The IMF has played a key role in helping the global economy weather the storm. The tripling of IMF resources has significantly increased the Fund’s lending capacity, and the new SDR allocation has provided additional liquidity to the global economy. At the same time, the launch of the Flexible Credit Line will add flexibility to the Fund’s lending framework.

The best way to manage a crisis is to prevent it. The present crisis has revealed that macro-prudential factors play an important role in determining the size, nature, and propagation of systemic risk. Therefore, it is essential to establish an effective framework for macro-prudential supervision that will ensure both the systematic analysis of risks and the formulation of policies to address such risks.

The state of the Greek economy

The economic slowdown has been less severe in Greece than in many other European countries. However, this outcome reflects factors that, if left untreated, will reduce growth potential in the medium term. Specifically, the performance of the Greek economy during the crisis reflects the relatively-low level of openness and the deterioration of public-sector balance sheets from a position that was already worrisome prior to the onset of the crisis.

A factor that has, however, supported the Greek economy has been the soundness of its banking system. Greek banks have been free of toxic assets and their exposure to the emerging economies of South-Eastern Europe has remained within manageable limits. A recent stress test conducted in close cooperation with the IMF has reaffirmed the soundness of the Greek banking system.

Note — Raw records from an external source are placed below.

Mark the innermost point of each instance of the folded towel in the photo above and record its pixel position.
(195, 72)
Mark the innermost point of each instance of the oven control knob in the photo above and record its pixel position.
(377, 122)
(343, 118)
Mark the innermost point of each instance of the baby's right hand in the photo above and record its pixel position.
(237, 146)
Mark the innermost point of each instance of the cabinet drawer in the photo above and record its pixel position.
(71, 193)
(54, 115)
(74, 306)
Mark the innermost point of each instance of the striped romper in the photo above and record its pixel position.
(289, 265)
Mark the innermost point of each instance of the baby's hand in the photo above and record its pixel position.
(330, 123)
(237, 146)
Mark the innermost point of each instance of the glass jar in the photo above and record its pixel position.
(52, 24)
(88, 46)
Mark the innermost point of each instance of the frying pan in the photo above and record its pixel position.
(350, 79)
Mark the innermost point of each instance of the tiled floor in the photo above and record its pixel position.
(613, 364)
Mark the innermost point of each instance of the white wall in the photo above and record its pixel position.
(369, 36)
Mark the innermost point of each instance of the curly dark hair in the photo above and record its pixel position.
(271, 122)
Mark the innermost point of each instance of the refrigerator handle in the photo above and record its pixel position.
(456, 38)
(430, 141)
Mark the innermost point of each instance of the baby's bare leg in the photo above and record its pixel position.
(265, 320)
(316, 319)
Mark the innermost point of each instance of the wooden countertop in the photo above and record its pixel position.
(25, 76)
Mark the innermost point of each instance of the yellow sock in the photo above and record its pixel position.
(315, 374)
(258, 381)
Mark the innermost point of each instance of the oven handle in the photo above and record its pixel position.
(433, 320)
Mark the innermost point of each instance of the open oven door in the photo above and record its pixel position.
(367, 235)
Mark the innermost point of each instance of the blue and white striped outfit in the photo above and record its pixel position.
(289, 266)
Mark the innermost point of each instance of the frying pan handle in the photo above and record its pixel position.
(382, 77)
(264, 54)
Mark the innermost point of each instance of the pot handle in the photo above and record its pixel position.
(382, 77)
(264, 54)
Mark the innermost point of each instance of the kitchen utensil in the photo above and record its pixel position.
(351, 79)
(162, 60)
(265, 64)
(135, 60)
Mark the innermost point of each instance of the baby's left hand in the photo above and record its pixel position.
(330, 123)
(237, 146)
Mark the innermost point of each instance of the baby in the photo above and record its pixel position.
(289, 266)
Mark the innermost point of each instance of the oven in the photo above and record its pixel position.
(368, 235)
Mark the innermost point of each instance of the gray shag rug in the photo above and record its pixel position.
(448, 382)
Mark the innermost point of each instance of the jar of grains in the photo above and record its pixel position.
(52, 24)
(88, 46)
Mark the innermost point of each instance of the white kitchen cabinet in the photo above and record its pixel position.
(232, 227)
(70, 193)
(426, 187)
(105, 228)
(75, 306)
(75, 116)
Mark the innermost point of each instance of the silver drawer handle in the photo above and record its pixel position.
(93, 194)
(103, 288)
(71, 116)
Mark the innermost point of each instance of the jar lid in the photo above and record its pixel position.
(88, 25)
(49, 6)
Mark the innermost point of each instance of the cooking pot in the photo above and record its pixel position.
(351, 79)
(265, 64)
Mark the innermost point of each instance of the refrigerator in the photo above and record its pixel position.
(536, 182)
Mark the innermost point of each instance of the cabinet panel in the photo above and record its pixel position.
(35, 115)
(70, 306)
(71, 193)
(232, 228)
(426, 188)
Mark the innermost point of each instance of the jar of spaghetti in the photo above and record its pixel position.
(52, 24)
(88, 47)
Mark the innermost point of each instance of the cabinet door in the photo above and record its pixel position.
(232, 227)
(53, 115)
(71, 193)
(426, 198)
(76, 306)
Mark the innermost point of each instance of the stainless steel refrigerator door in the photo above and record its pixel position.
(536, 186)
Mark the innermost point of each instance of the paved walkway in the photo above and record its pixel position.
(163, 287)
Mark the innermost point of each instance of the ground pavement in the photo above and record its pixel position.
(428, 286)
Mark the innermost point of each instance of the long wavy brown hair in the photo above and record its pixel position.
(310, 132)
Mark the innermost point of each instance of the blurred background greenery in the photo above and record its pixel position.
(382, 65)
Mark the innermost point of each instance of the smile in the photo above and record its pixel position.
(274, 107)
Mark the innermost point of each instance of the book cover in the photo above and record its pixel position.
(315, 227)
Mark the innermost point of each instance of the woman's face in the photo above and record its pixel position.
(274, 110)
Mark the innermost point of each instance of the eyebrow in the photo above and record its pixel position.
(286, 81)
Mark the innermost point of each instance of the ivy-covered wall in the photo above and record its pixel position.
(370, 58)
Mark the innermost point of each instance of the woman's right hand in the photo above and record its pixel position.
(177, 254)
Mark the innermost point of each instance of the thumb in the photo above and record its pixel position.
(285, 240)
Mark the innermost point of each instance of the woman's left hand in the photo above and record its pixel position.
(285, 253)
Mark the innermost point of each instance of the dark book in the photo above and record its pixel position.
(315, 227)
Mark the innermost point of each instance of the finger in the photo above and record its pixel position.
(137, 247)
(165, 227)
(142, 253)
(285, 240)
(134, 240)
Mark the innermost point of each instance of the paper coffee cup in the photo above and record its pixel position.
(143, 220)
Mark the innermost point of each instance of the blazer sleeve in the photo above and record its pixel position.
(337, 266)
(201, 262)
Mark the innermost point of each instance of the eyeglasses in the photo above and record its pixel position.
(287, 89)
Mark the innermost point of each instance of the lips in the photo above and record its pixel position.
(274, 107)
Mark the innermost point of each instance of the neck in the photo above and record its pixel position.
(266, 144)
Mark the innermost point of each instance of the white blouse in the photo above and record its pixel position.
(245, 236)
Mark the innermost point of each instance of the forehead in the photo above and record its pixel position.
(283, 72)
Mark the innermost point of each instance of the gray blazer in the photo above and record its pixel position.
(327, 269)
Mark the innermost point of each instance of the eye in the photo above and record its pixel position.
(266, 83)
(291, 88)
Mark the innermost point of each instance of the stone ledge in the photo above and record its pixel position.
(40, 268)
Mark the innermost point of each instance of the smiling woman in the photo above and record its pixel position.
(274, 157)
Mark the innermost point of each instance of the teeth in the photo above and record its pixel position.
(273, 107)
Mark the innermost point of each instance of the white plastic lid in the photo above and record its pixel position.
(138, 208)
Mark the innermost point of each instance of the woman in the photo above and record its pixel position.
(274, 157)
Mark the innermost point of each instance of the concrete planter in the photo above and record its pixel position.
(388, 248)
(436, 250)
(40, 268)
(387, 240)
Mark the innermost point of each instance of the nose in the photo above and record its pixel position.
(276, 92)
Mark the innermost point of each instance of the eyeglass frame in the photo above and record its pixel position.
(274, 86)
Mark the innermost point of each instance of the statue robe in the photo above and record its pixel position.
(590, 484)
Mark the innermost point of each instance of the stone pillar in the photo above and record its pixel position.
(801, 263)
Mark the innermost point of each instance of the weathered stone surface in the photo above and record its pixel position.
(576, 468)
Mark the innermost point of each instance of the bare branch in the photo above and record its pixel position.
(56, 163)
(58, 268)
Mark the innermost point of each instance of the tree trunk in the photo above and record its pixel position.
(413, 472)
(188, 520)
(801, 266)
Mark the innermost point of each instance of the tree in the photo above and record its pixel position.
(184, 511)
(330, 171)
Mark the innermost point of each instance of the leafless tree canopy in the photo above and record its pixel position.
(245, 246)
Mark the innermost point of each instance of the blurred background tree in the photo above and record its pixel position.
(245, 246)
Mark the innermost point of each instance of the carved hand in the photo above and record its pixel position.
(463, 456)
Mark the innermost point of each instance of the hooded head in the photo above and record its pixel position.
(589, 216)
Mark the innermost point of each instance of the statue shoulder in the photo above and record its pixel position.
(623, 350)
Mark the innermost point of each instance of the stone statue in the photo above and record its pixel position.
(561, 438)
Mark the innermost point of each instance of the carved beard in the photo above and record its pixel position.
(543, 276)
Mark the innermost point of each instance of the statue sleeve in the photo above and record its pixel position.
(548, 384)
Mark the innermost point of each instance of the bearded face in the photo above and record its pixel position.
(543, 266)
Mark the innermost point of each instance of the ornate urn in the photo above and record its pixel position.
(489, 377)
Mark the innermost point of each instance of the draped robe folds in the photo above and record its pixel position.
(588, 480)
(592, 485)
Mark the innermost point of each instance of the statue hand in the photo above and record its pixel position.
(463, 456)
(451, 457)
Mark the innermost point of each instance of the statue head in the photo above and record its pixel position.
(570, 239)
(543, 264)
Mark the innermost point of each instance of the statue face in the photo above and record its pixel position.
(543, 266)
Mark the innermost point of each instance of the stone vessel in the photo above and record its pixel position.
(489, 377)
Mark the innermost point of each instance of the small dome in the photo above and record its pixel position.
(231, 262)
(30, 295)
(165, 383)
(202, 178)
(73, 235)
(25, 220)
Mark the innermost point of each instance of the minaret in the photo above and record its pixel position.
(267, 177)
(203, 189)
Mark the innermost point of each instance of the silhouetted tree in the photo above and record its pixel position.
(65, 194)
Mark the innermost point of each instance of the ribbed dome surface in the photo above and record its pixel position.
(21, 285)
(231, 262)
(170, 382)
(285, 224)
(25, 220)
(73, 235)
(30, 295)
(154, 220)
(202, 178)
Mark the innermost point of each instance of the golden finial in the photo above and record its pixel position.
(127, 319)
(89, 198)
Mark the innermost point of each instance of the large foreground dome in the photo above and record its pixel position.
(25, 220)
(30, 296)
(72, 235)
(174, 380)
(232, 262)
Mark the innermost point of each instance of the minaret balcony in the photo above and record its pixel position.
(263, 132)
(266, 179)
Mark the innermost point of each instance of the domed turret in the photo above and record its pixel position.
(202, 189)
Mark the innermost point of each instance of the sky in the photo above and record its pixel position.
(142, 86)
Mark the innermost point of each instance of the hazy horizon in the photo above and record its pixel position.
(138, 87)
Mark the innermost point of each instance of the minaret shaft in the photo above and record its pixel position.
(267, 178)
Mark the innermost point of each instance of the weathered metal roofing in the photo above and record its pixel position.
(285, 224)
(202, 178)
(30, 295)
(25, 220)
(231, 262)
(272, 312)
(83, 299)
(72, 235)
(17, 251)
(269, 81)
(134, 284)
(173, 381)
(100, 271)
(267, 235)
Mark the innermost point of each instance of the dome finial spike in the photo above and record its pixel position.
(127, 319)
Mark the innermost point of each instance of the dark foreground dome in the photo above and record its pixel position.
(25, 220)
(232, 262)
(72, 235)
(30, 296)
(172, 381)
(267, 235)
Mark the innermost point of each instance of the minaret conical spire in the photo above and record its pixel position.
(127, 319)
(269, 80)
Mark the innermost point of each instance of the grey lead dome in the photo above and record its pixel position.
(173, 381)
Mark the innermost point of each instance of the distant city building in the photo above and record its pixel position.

The relatively-high growth rates experienced by the Greek economy since its entry into the euro area reflect a catching-up process. To sustain a robust growth rate in the future, Greece will need to address several key challenges, reflected in persistently very large current-account imbalances, high fiscal deficits, and worrisome debt levels. These imbalances are the result of structural rigidities, which have undermined competitiveness over time. To restore competitiveness and remove the imbalances, a dual agenda needs to be concurrently implemented: first, a multi-year program of fiscal consolidation, which can reduce risk premia and crowd-in private investment, raising the growth potential of the economy; second, bold and wide-ranging institutional reforms in the public sector and structural reforms in product and labor markets, which can enhance productivity and raise the employment rate. Only by undertaking these reforms will the Greek economy be able to become more competitive and increase its growth potential and the prosperity of its citizens.

The broad support received by the newly-elected government will greatly facilitate the implementation of the reform agenda.